Besxar, une startup fondée par l’ancienne employée d’OpenAI Ashley Pilipiszyn, veut tirer parti du vide spatial pour produire les matériaux précurseurs de semi-conducteurs avancés. L’entreprise a conclu un accord avec le propulseur Falcon 9 de SpaceX afin de développer un prototype d’usine orbitale de semi-conducteurs au cours d’environ une douzaine de vols. Les propulseurs Falcon 9 sont allés dans l’espace et revenus sur Terre 163 fois l’année dernière, et ont déjà effectué plus de 100 vols cette année.
Dans les usines de puces sur Terre, des salles blanches pressurisées sont nécessaires pour empêcher les particules d’endommager les puces pendant la production. Pilipiszyn soutient que le vide spatial pourrait constituer une alternative à cette infrastructure. Besxar a levé environ 14 millions de dollars à cette fin, dont un financement d’amorçage de 9 millions de dollars mené par Dauntless Ventures et Overture VC.

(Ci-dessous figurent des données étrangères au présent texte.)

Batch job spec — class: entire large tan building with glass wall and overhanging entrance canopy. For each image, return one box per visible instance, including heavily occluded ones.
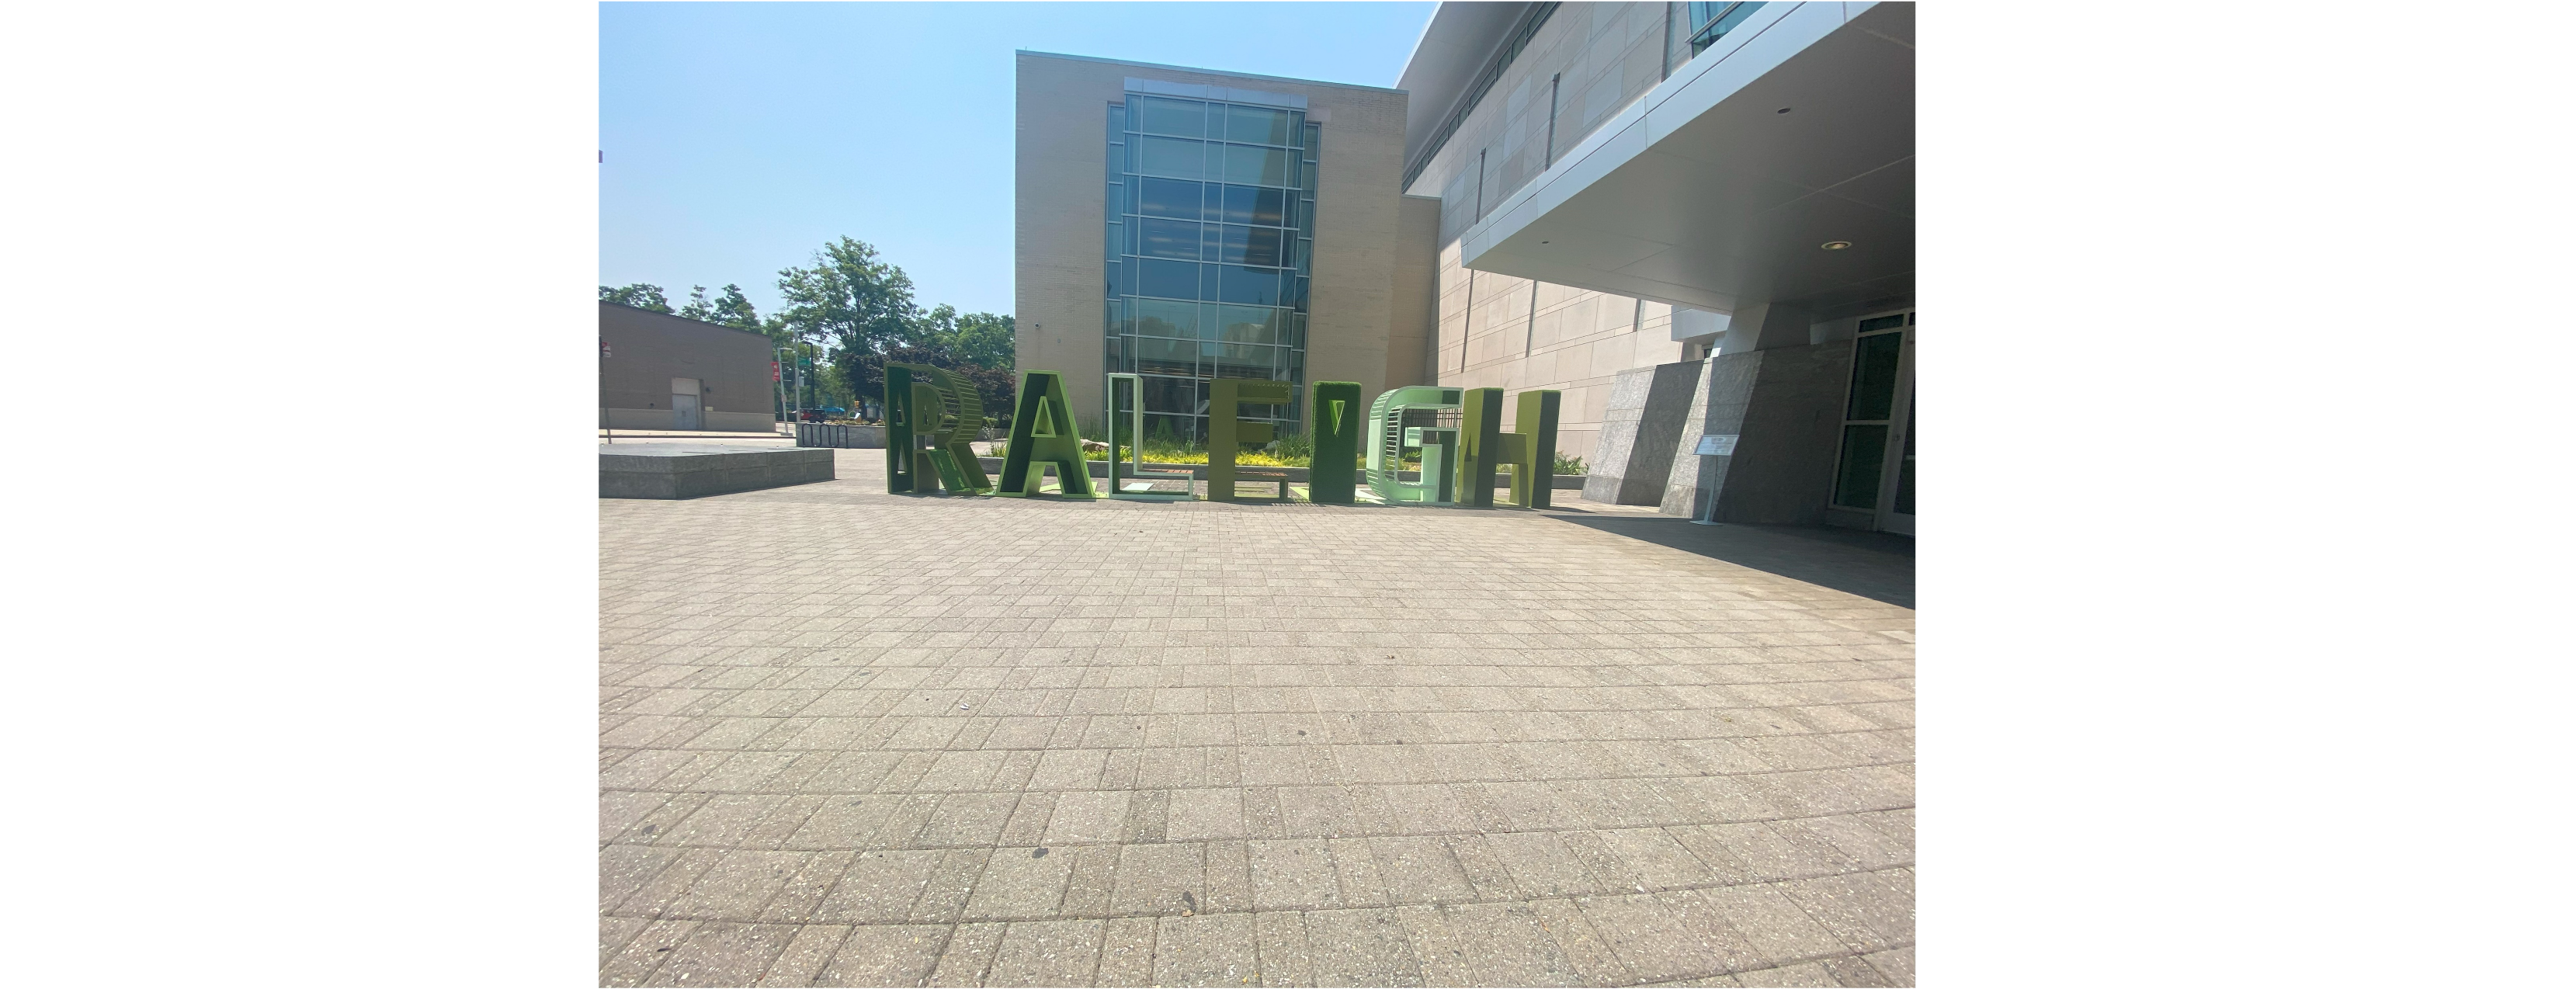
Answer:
[1015,0,1917,536]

Les deux premières petites capsules de l’entreprise, baptisées « fabship », qui transportent et testent des matériaux semi-conducteurs en orbite, ont volé lors d’une mission Starlink en juillet. L’objectif était que les capsules résistent au lancement, protègent les échantillons de wafers contre la contamination et les exposent au vide spatial. Bien qu’une défaillance ait touché le système de données de vol de l’une des capsules, Besxar a indiqué que les échantillons étaient les plus propres et ceux contenant le moins de particules par rapport aux wafers restés au sol.
Besxar poursuivra ses essais au cours des deux prochaines années ; lors des étapes suivantes, l’entreprise prévoit de chauffer les wafers et d’y ajouter une couche de matériau, puis deux couches et davantage. L’objectif ultime est de faire voler de plus grandes usines avec des véhicules comme le Starship de SpaceX, qui est toujours en cours de développement, et de fournir aux fabricants les wafers qui seront utilisés dans des puces assurant la gestion de l’alimentation des centres de données, des robots et des véhicules électriques. Le nom de l’entreprise vient du « beskar », le métal de l’armure mandalorienne dans les bandes dessinées « Star Wars Legends ». United Semiconductors et Space Forge mènent également des travaux similaires ; toutefois, le retour de leurs produits sur Terre en quantités significatives constitue un problème commun. L’objectif de Besxar de produire des centaines, puis des milliers de wafers dépend de lanceurs peu coûteux ; pour y parvenir, il faut que SpaceX mette en service le Starship ou que Rocket Lab et Stoke Space développent leurs lanceurs de nouvelle génération.
Pourquoi est-ce important ?
Cette approche ouvre le débat sur un environnement de production alternatif aux infrastructures de salles blanches terrestres utilisées pour le contrôle des particules dans la fabrication des semi-conducteurs. Le sujet pourrait particulièrement concerner les fabricants qui s’intéressent à l’approvisionnement en matériaux pour les puces assurant la gestion de l’alimentation des centres de données, des robots et des véhicules électriques. Cependant, l’obtention d’échantillons propres ne signifie pas que des étapes plus complexes, comme le chauffage en orbite et l’ajout de plusieurs couches, pourront être menées avec la même fiabilité. Le principal problème auquel Besxar sera confrontée consiste à faire passer les essais techniques à l’échelle de centaines ou de milliers de wafers utilisables par les fabricants et à les ramener sur Terre de manière économique. Le projet de la start-up dépend donc non seulement de la technologie de production, mais aussi de la mise en place d’une capacité de lancement abordable.
Contexte
SpaceX n’est pas un nouveau nom dans les archives de FikirPilot : nous avons publié 2 articles mentionnant ce nom au cours des 90 derniers jours ; le plus récent est daté du 30 août 2026.
Terme : semi-conducteur
Un semi-conducteur est un matériau qui conduit l’électricité en fonction des conditions et constitue la base de la fabrication des processeurs ; dans le secteur, la conception, la production et le conditionnement sont généralement assurés par des entreprises distinctes.